Yesterday I received a seemingly simple question about Twitter handles from a member of our community–should an organization have a handle that directly represents the organization, or should staff tweet as themselves? As I thought about my response, it dawned on me how tricky an issue this can be. Really, it all comes down to your goals…

Carol’s Question:
I have a question about social media, especially Twitter. Is it better to have key company executives tweet on behalf of the organization? One of our execs wants their own Twitter handle to do her own tweeting, so it more easily shows her as the author, but she’d be talking all about things she does on our company’s behalf. What’s the best way to do that?

My Answer:
Unfortunately, I think there is no single right answer to this issue. A number of big marketing blogs suggest that having a person represent the organization on Twitter is the best way to go, that it humanizes the organization in an important way (see: However, many of these experts are speaking to businesses that need to put an emphasis on humanization and personality, like GE, and that may or may not be necessary for your organization. The right path for your organization is going to depend on your branding goals with Twitter.

Here are some scenarios to consider:
  • Branding a single individual as an expert in a certain area (without caring if there is an immediate connection to your org)- In this case, consider giving that individual a Twitter handle using whatever name best identifies them. Vicki Phillips of the Gates Foundation is a great example here. Her handle is @drvikip, reminding us that she is a doctor and therefore has educational clout in her area of expertise, with the Gates Foundation only mentioned in her bio. As she tweets for the Gates Foundation, which doesn’t really need any help with credibility building or name recognition from the organizational side, they don’t need to also brand the handle.

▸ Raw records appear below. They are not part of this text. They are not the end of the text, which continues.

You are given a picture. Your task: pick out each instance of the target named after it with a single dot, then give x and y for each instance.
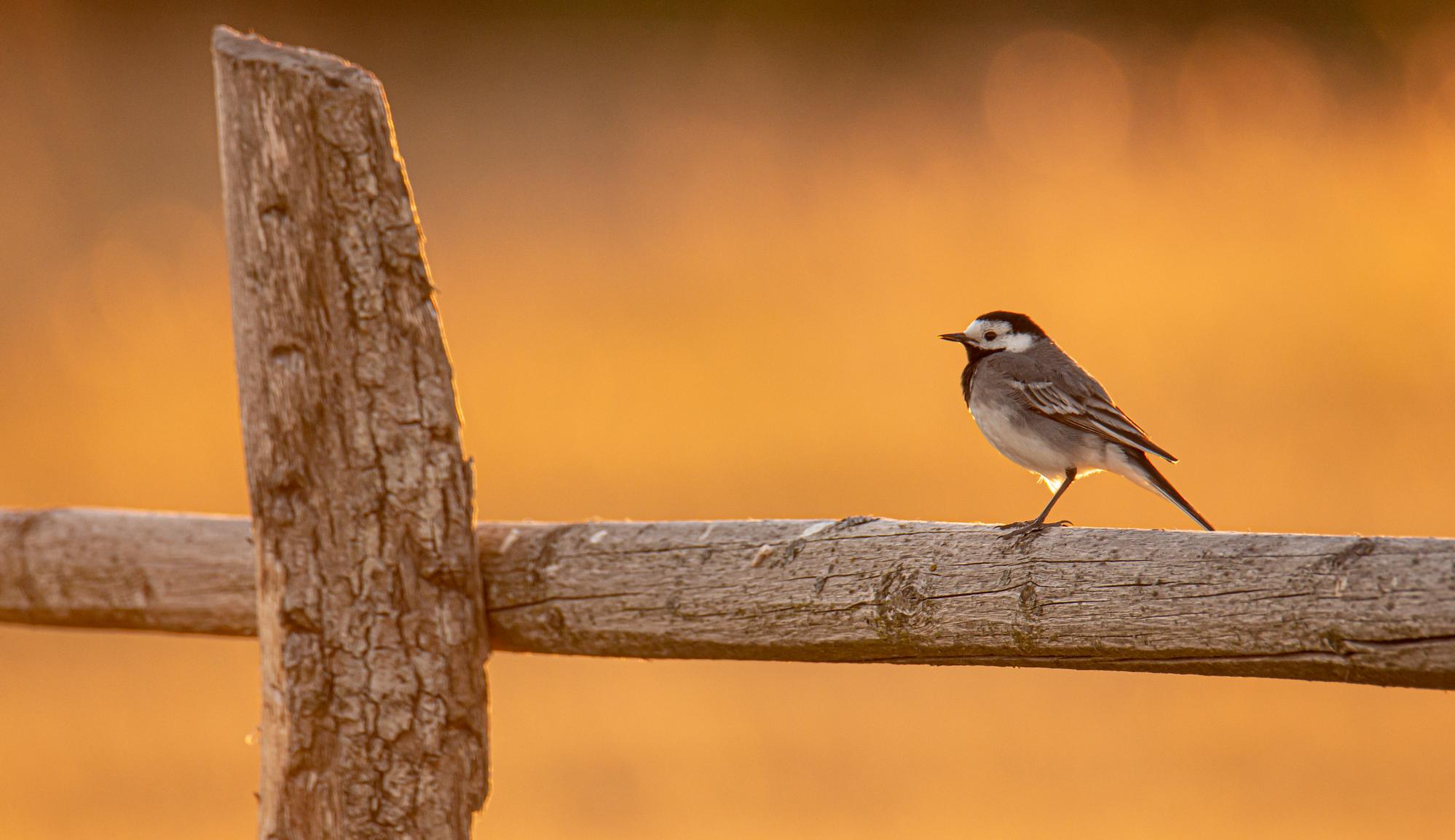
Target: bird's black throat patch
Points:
(974, 357)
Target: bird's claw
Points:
(1020, 531)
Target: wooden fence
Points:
(376, 598)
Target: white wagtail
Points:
(1039, 409)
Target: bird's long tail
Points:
(1157, 483)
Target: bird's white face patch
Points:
(997, 336)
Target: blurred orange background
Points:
(692, 265)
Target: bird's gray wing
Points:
(1080, 403)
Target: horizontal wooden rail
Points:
(869, 590)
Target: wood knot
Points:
(899, 603)
(1341, 560)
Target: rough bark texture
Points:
(370, 602)
(1323, 608)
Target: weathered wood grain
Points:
(371, 617)
(1322, 608)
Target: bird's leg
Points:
(1033, 525)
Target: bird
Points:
(1041, 411)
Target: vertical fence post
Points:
(371, 617)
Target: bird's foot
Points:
(1020, 531)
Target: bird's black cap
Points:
(1017, 322)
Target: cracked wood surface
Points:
(1322, 608)
(370, 603)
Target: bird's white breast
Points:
(1009, 432)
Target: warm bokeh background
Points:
(692, 265)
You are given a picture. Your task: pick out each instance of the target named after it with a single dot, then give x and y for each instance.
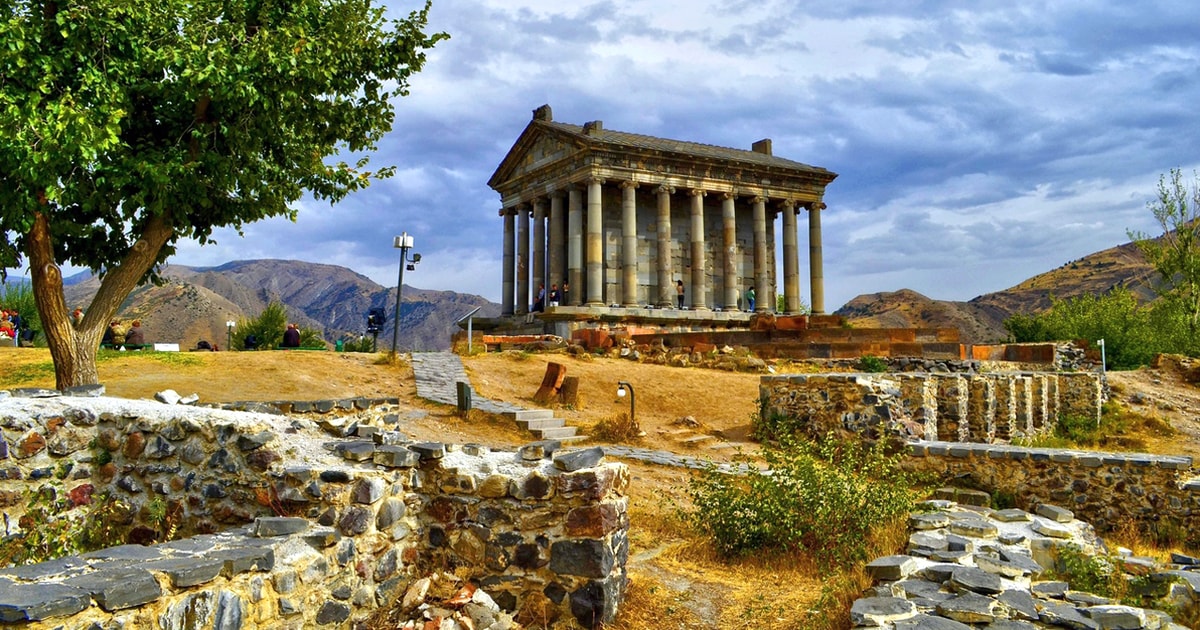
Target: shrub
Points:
(616, 429)
(821, 498)
(871, 364)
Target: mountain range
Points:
(196, 303)
(982, 319)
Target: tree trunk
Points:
(73, 347)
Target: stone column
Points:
(791, 261)
(575, 246)
(522, 259)
(772, 264)
(699, 289)
(556, 238)
(816, 268)
(666, 280)
(761, 288)
(730, 231)
(508, 265)
(539, 247)
(595, 244)
(629, 244)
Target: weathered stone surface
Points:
(118, 588)
(1056, 514)
(892, 568)
(395, 456)
(1051, 529)
(881, 611)
(585, 558)
(976, 581)
(579, 460)
(30, 603)
(969, 609)
(186, 573)
(279, 526)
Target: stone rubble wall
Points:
(967, 567)
(1104, 489)
(534, 528)
(987, 408)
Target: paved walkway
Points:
(437, 373)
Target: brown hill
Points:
(982, 319)
(195, 303)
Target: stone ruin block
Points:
(1024, 400)
(1005, 390)
(981, 409)
(953, 396)
(919, 397)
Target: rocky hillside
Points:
(195, 303)
(982, 319)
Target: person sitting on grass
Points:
(135, 339)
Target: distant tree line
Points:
(1133, 333)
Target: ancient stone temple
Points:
(622, 217)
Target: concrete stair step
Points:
(547, 423)
(555, 433)
(529, 414)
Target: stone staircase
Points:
(543, 424)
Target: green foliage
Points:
(821, 498)
(871, 364)
(1098, 575)
(267, 328)
(52, 527)
(1176, 253)
(131, 125)
(1133, 334)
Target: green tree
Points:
(126, 126)
(1176, 253)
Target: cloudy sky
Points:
(977, 143)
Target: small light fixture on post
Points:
(403, 243)
(622, 388)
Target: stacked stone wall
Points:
(1104, 489)
(533, 528)
(984, 408)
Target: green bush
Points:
(1133, 334)
(821, 498)
(871, 364)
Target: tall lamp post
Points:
(403, 243)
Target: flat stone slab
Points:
(892, 568)
(881, 611)
(31, 603)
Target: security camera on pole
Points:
(403, 243)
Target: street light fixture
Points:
(622, 387)
(403, 243)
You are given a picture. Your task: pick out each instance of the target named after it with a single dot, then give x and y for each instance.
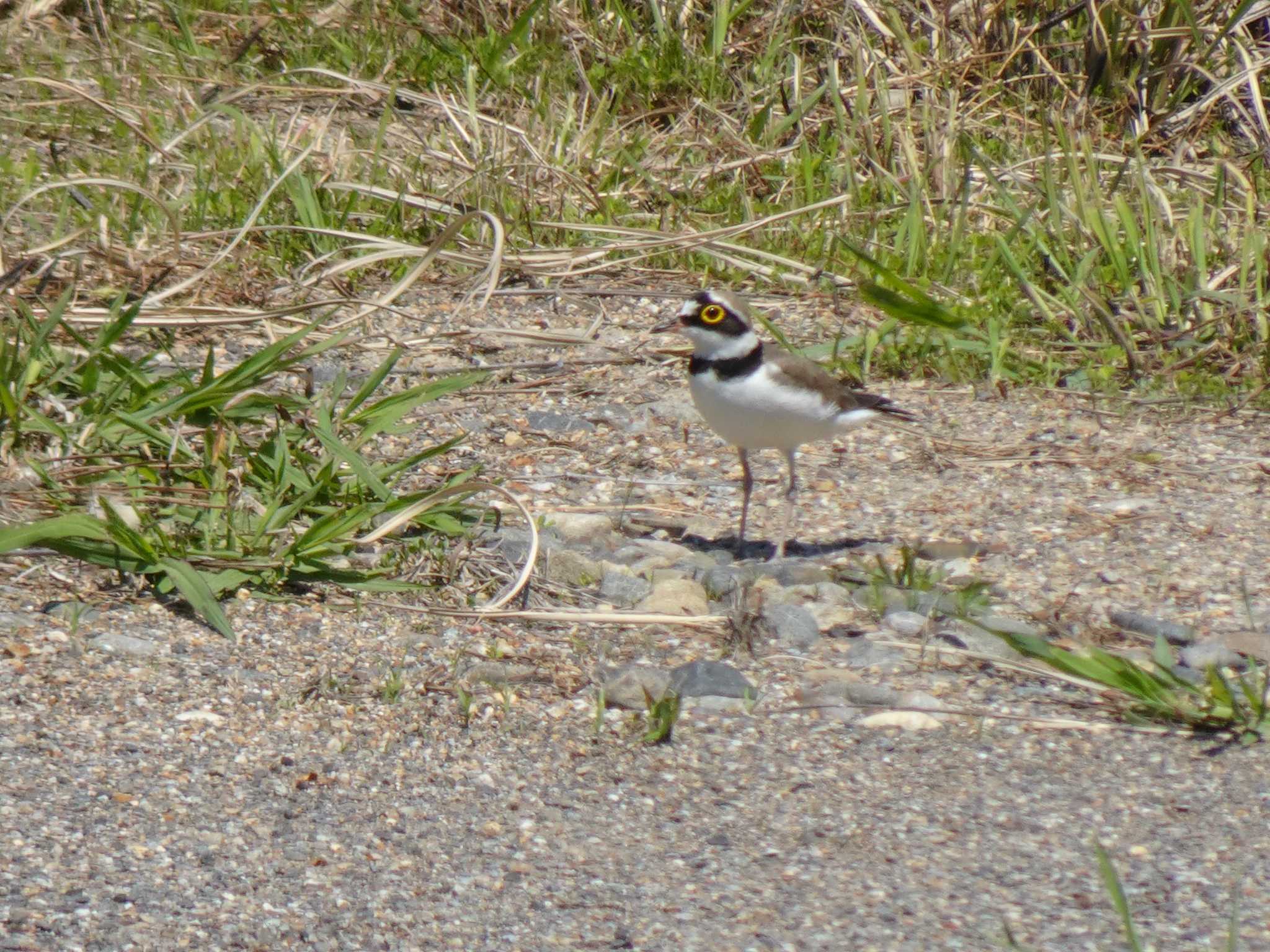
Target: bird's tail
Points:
(883, 405)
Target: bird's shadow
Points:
(762, 551)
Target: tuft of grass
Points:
(662, 714)
(1236, 706)
(201, 480)
(1114, 888)
(1048, 193)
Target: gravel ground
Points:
(316, 785)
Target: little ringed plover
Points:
(758, 397)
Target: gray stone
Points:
(580, 527)
(724, 580)
(943, 551)
(1173, 632)
(497, 673)
(515, 542)
(830, 616)
(858, 694)
(1010, 626)
(621, 418)
(572, 568)
(651, 553)
(980, 641)
(905, 622)
(71, 612)
(710, 679)
(794, 571)
(624, 591)
(793, 626)
(120, 644)
(626, 685)
(675, 410)
(676, 597)
(1209, 654)
(869, 654)
(12, 621)
(550, 421)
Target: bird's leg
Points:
(789, 507)
(747, 484)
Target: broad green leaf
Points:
(46, 531)
(196, 591)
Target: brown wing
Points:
(812, 376)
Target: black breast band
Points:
(730, 367)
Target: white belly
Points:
(755, 413)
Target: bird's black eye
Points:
(711, 314)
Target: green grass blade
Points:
(47, 531)
(196, 591)
(1116, 890)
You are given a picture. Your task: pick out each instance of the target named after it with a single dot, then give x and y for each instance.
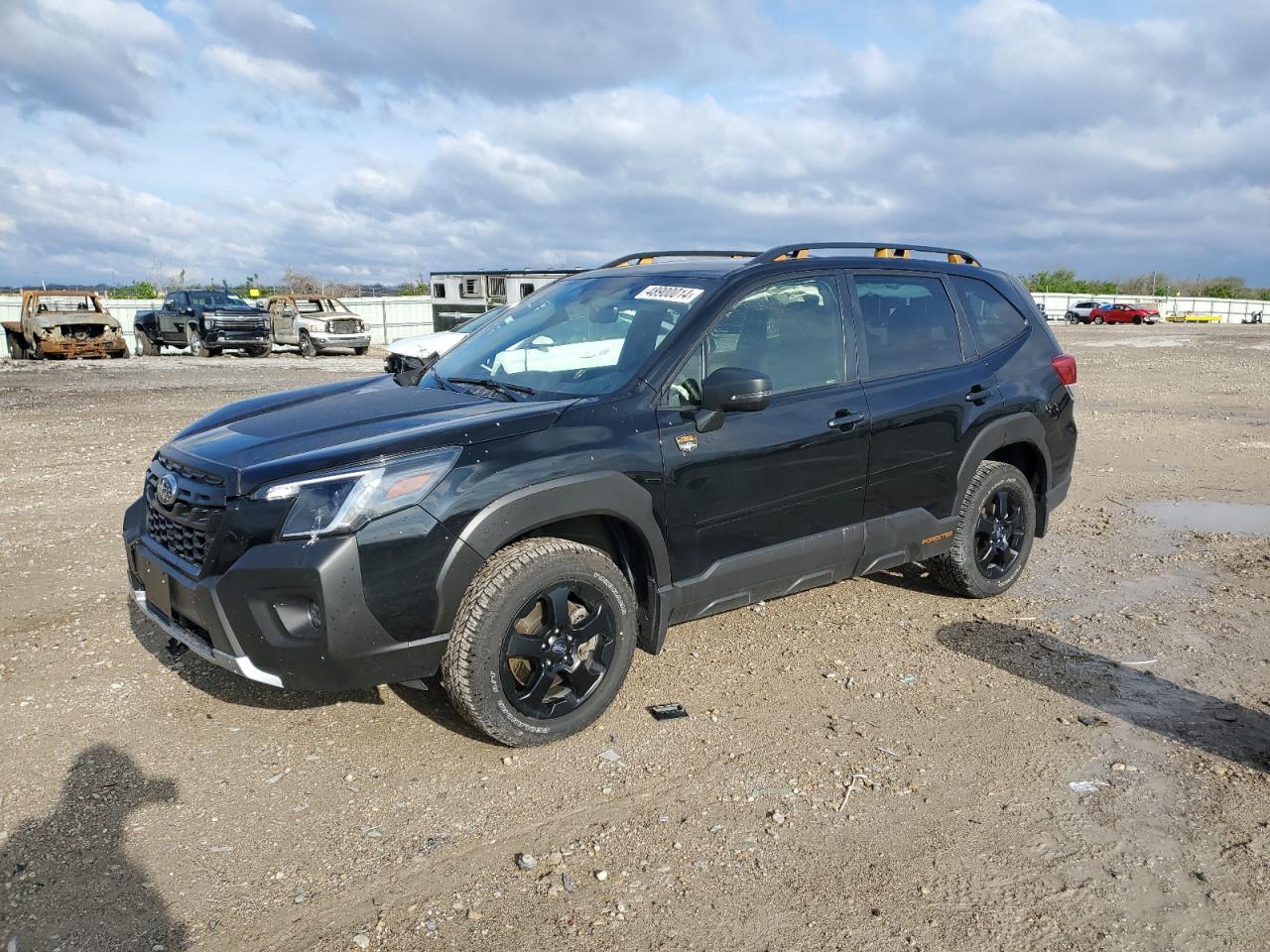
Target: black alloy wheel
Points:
(558, 651)
(1000, 534)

    Pro: real person feel. Con: little connection with organization.

  • Branding a single individual as an expert in a certain area (but you also care that there is an immediate connection to your org)- In this case,  get that person a handle that references both them and the organization. Consider using a real photo of the person instead of a logo, and reference the connection in the bio as well as the handle. Connecting the person to the organization can have benefits both ways. It helps connect the person to the brand of the organization, giving the person additional authority based on your organization’s reputation. Connecting the organization to the person allows the organization to directly and publically benefit from the good things that the person says, building reputation and showing the caliber and personality of their staff. Katya Andresen from Network for Good does this well as @KatyaN4G.

    Pro: real person with organizational connection. Con: just one personality, what if there are more people? What if that person leaves?

  • Branding the organization as an authority- In this case, if you don’t already have a Twitter mogul tweeting on your behalf, you’d likely want to tweet as your organization. Many organizations go this route and as long as they maintain some personality in their tweets instead of acting like a spambot then they can still connect with people in a meaningful way. This is what we do at Idealware. Both myself and Laura Quinn tweet as @Idealware. In all honesty, we don’t have the time to tweet under multiple handles, so opted for the joint account instead of separate names. Our goal is NOT to form truly meaningful relationships with people, but rather to brand Idealware as a resource for essential tech news, and so the person to person feel you might get with an individually named account (for Laura, for example) doesn’t get us much.

    Pro: clear organizational branding allowing for multiple managers. Con: loss of personal feel.

  • Branding the community around the organization- In this case, you might want multiple people tweeting as themselves, but clearly representing the organization (and maybe even an account for the organization as itself in addition). NTEN is a great example here. They have an organizational handle, @NTENorg, that tweets out general info from the organization. Additionally, each of their staff has a personal Twitter handle that is associated with the organization to a varying degree- Holly Ross, their Executive Director, tweets as @ntenhross, while Amy Sample Ward, who had already built a Twitter following before coming to NTEN, tweets as @amyrsward, with only a mention of her affiliation in her bio.

    Pro: you get the best of all worlds. Con: it is a lot of work!

It may be that no single one of these scenarios is right for your organization. Do feel free to mix and match in the way that makes the most sense (while still being doable). TechSoup Canada does a nice job here. They are a small but growing organization that is trying to build its reputation and presence in Canada, leveraging the reputation of its parent company. In that case, they see clear value in having an organizational account that allows them to seem a bit bigger than they actually are (or were when they started Tweeting) and directly reference the name TechSoup. They are also trying to brand their Community Manager, Tierney Smith, as a social media resource and build her reputation in the tech community. To do that, they created an account specifically for her (@tierneys). Often the accounts tweet the same thing, but at other times the individual personality of the accounts will come out in the way a point is presented or the content of a tweet.
While there are many different ways you can approach this issue, just know that whatever you choose will be OK. As long as you work on sharing valuable information, respond when people talk to you, and be a committed part of the community, whether the organization tweets as itself or as an individual will have only a small impact on how you are perceived.